A Fundação Oswaldo Cruz (Fiocruz) negou um pedido do Superior Tribunal Federal (STF) de reserva de sete mil doses de vacina contra a Covid-19 para ministros e servidores.

O ofício pedindo para que o STF tivesse prioridade na vacinação foi enviado à Fiocruz no dia 29 de novembro pelo diretor-geral da Corte, que pedia também a adição do Conselho Nacional de Justiça (CNJ) no grupo:

“Tal ação tem dois objetivos principais. O primeiro é a imunização do maior número possível de trabalhadores de ambas as casas, que desempenham papel fundamental no país e têm entre suas autoridades e colaboradores uma parcela considerável de pessoas classificadas em grupos de risco. [...]

Adicionalmente, entendemos que a realização da campanha por este Tribunal é uma forma de contribuir com o país nesse momento tão crítico da nossa história, pois ajudará a acelerar o processo de imunização da população e permitirá a destinação de equipamentos públicos de saúde para outras pessoas, colaborando assim com a Política Nacional de Imunização.”

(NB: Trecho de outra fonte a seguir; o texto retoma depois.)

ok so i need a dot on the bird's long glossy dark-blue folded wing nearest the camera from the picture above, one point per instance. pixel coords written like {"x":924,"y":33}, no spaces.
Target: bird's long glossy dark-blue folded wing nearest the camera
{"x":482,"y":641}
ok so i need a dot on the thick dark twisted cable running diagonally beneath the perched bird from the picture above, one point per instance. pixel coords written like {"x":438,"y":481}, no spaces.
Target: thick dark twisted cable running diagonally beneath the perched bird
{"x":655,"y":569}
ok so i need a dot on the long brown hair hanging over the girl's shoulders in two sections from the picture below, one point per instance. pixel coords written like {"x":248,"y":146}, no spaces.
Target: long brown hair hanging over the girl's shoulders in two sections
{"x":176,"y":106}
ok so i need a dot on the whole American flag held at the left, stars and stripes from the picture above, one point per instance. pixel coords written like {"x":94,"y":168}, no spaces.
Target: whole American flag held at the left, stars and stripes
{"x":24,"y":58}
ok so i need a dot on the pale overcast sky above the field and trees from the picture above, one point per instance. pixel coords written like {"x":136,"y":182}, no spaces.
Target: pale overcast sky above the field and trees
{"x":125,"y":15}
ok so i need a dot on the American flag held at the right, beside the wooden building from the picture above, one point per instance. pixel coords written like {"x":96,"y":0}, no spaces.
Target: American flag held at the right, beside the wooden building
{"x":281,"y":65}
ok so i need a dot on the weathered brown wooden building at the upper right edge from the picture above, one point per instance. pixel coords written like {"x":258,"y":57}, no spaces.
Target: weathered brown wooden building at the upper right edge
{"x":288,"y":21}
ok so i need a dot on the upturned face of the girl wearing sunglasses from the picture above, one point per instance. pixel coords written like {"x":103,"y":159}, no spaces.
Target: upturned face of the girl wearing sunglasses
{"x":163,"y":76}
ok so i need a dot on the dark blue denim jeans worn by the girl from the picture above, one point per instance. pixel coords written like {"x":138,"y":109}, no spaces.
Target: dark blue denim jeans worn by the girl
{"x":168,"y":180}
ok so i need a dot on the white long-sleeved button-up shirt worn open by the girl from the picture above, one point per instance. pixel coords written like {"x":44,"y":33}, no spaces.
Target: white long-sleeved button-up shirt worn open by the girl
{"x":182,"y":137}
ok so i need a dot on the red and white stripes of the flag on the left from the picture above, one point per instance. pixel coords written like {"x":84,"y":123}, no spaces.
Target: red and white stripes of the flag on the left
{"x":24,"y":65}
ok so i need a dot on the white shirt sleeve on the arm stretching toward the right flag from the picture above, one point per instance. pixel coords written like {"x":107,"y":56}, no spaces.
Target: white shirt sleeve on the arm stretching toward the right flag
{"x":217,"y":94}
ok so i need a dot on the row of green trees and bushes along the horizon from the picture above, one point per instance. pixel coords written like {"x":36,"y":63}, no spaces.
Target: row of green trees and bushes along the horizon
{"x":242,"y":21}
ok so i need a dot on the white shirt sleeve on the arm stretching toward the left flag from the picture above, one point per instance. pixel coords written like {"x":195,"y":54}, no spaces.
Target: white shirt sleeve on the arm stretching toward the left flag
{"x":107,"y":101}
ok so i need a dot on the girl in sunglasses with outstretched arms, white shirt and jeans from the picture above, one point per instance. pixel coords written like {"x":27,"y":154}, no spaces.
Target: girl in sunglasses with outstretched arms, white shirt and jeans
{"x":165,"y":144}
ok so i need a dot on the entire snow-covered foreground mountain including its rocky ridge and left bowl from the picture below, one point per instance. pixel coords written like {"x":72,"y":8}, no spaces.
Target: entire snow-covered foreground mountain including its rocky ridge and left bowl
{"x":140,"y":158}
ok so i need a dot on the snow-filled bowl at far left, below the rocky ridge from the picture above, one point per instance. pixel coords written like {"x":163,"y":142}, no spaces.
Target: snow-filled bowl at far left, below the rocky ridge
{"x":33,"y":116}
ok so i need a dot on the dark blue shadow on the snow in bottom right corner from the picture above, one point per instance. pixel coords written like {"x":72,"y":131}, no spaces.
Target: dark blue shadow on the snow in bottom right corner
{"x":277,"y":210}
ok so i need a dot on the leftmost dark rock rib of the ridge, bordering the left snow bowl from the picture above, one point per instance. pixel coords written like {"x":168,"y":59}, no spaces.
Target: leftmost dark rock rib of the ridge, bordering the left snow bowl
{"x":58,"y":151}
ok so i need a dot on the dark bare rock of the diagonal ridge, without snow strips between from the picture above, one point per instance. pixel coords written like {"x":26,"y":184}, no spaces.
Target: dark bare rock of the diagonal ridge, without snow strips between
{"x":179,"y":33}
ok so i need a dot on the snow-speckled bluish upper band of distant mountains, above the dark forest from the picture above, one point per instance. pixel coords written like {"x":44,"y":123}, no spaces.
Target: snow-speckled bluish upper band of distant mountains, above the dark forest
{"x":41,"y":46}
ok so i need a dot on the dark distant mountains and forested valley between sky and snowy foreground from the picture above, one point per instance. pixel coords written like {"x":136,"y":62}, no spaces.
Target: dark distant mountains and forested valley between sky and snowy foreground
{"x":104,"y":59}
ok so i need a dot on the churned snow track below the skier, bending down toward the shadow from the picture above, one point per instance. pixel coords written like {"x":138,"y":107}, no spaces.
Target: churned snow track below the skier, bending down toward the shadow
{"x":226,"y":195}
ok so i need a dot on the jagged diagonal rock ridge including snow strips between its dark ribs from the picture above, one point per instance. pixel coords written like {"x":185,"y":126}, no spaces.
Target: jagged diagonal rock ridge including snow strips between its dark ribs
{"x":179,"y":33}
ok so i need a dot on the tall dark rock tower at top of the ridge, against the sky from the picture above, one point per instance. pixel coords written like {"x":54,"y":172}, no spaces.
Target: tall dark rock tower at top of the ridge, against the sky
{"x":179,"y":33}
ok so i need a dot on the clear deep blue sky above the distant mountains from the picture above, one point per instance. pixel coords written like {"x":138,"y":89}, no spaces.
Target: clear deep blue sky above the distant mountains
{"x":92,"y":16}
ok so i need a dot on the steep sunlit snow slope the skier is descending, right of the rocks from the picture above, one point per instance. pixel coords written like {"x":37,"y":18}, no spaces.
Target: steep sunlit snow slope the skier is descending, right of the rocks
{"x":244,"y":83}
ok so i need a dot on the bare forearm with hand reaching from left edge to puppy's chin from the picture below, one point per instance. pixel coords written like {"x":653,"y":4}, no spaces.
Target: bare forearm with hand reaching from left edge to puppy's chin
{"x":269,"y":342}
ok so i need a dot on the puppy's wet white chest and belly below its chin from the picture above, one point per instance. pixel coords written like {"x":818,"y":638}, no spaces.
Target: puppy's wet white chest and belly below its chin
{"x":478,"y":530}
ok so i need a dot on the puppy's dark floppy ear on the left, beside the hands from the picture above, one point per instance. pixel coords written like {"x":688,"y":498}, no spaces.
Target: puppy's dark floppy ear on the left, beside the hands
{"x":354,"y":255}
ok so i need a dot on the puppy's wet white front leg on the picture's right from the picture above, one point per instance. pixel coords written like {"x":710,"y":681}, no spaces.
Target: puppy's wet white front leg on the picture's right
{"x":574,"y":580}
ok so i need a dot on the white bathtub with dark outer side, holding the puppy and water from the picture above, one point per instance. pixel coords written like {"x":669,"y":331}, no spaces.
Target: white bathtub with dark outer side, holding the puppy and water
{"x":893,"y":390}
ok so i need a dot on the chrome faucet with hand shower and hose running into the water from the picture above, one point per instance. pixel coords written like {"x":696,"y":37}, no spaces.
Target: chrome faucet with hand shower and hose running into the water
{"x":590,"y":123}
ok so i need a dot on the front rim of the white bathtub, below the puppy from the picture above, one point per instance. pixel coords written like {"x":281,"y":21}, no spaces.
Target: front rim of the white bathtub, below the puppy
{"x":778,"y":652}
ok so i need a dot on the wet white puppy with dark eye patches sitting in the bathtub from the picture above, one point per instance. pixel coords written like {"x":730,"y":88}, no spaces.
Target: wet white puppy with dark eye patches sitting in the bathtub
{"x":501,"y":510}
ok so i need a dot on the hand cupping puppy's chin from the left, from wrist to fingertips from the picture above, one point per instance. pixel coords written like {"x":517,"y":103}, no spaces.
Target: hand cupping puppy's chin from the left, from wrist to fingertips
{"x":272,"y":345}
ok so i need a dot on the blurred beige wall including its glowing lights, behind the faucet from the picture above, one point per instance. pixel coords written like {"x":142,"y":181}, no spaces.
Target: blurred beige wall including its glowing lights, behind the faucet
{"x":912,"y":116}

Um pedido parecido havia sido feito anteriormente pelo Superior Tribunal de Justiça, mas em ambos os casos a resposta da Fiocruz, que vai produzir a vacina de Oxford/AstraZeneca foi a mesma: não.

"A produção dessas vacinas será, portanto, integralmente destinada ao Ministério da Saúde, não cabendo à Fundação atender a qualquer demanda específica por vacinas" – diz um trecho da nota da Fiocruz.